After the hubbub died down, a plan was hatched to move the sculpture from Celoron to the nearby Lucille Ball Desi Arnaz Museum & Center for Comedy in Jamestown.
4. Williams weds in Buffalo
Hearing Vanessa Williams say words like “Tim Hortons,” “Canalside,” “beef on weck” and “Elmwood” has a nice ring to it.
And knowing a Buffalo guy put a ring on her finger?
Western New Yorkers couldn’t resist the temptation to lap up every detail of the 52-year-old entertainer’s July wedding to Jim Skrip, a St. Bonaventure University graduate and retired accountant from Depew.
Williams and Skrip, who met on a Nile cruise, wedded during a Fourth of July weekend celebration that included a party at Pearl Street Grill & Brewery, Mass at St. Stanislaus Bishop & Martyr Church, a ceremony and reception at Statler City, and Williams’ own bridal digs for the weekend, the Hotel @ the Lafayette.
Nearly 400 guests, many from out of town, celebrated for the weekend by hitting must-see spots like Canalside and must-shop spots like Elmwood, with plenty of Tim Hortons stops in between. Among the stars who hit Buffalo: Williams’ “Desperate Housewives castmate Teri Hatcher; and her “Ugly Betty” co-stars Ana Ortiz, Christopher Gorham, Mark Indelicato and Tony Plana.
The nuptials made a splash nationally, including exclusive coverage in People magazine (along with The Buffalo News). For Williams and Skrips’ guests, though, Buffalo was the co-star. “They’ve noticed how it’s on the rise again, that their visions of what it used to be and what it is now are definitely different and improved,” Williams told The News. “I think that’s a big positive point for the city. People do recognize that it is on the uptick. There is a lot of young energy coming in. It’s hip.”
5. Concerts return to the Ralph
During the 1970s and 1980s, what was then known as Rich Stadium was often the site of multi-act bills featuring the biggest names of the era, among them the Rolling Stones, Fleetwood Mac, the Who, Eric Clapton, Yes, Bob Dylan & Tom Petty, and the Grateful Dead. However, following an appearance by the Dave Matthews Band in the summer of 2001, the stadium went dark as a a concert venue.
On July 11, the Rolling Stones became the first act to play the Ralph in over a decade. Not surprisingly, the Stones sold every available seat.
A few months later, boy-band One Direction came close to doing the same. Rumors abound that summer 2016 will find the Ralph fully active as a concert venue.
6. ‘Voice of the Bills’ dies
The radio voice of some of the greatest sports moments in the region’s history was stilled this year when Van Miller died July 17.

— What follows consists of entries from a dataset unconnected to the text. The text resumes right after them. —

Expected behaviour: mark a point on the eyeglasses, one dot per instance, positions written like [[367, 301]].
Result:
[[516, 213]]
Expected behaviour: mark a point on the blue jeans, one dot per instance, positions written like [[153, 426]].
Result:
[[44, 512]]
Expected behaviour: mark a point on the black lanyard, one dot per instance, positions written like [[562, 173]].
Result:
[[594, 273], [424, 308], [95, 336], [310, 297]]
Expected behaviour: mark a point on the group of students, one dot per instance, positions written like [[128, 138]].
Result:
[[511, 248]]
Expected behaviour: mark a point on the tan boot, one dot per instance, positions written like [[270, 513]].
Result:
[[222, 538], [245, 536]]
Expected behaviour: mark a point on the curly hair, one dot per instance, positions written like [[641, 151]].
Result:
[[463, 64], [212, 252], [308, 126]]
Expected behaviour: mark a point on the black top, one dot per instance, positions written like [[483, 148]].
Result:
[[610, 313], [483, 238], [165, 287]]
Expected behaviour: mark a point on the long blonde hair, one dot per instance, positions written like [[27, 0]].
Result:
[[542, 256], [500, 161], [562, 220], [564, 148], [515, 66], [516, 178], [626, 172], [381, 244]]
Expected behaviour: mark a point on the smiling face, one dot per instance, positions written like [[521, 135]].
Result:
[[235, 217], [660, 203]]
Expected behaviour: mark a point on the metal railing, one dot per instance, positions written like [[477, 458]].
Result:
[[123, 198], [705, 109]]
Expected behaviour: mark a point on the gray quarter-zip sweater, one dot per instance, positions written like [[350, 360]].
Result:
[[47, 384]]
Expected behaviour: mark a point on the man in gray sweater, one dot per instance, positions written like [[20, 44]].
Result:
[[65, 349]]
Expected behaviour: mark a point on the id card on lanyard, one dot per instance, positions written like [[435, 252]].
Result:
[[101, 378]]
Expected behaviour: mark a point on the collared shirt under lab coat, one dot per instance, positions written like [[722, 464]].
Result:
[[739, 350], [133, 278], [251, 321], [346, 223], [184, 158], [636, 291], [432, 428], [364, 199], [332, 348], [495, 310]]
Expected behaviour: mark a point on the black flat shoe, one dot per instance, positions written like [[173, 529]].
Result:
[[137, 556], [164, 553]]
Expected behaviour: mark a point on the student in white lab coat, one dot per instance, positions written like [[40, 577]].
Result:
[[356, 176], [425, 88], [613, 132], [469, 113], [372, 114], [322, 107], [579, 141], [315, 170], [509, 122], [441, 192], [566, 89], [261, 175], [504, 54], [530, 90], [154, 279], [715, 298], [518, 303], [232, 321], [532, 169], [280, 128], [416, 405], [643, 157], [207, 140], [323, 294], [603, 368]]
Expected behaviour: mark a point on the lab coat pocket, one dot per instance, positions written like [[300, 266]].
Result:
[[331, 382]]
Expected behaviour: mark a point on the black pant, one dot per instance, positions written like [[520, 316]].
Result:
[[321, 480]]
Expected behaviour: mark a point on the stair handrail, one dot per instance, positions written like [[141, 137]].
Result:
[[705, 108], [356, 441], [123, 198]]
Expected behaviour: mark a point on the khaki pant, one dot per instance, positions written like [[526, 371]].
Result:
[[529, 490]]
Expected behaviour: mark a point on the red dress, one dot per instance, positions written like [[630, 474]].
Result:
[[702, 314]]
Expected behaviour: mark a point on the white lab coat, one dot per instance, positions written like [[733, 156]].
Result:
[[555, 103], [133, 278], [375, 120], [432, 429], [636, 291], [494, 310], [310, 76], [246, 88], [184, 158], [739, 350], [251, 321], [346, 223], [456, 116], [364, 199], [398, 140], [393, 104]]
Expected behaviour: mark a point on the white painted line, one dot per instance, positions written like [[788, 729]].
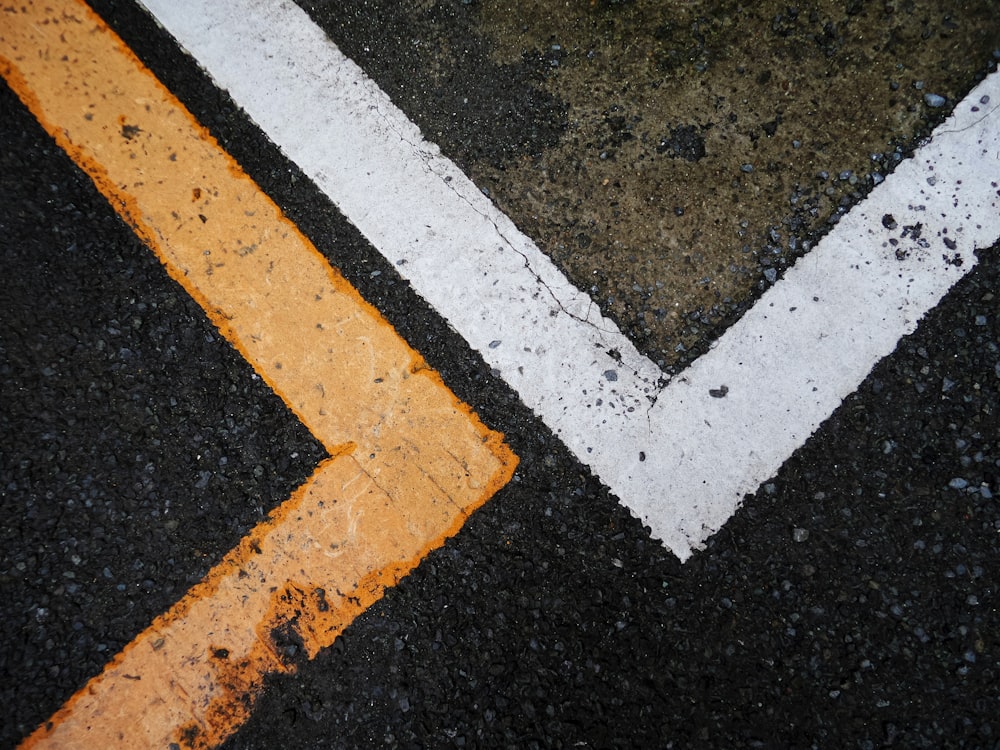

Miller, a Dunkirk native and the longtime sports director for WBEN and then WIVB TV, became synonymous with the Buffalo Bills thanks to an association that started when the AFL team began play in 1960, through the Super Bowl years of the 1990s until his retirement following the 2003 season.
During his career, Miller called Buffalo Braves games in the National Basketball Association and Niagara University basketball games during the Calvin Murphy era. He also hosted the game show “It’s Academic” and a Saturday bowling show called “Beat the Champ.”
But for legions of fans, Miller will always be the Voice of the Bills.
John Murphy, the man who succeeded him in the booth for Bills games, may have said it best: “He’s what Bills football sounds like. Has there ever been anyone better and more popular in Buffalo broadcasting history than Van?”
7. Local media personalities move on
The comings and goings of local broadcast personalities is always news in Western New York, where it’s not uncommon for the same person to be on the air for generations.
This year featured several “goings” that drew our attention.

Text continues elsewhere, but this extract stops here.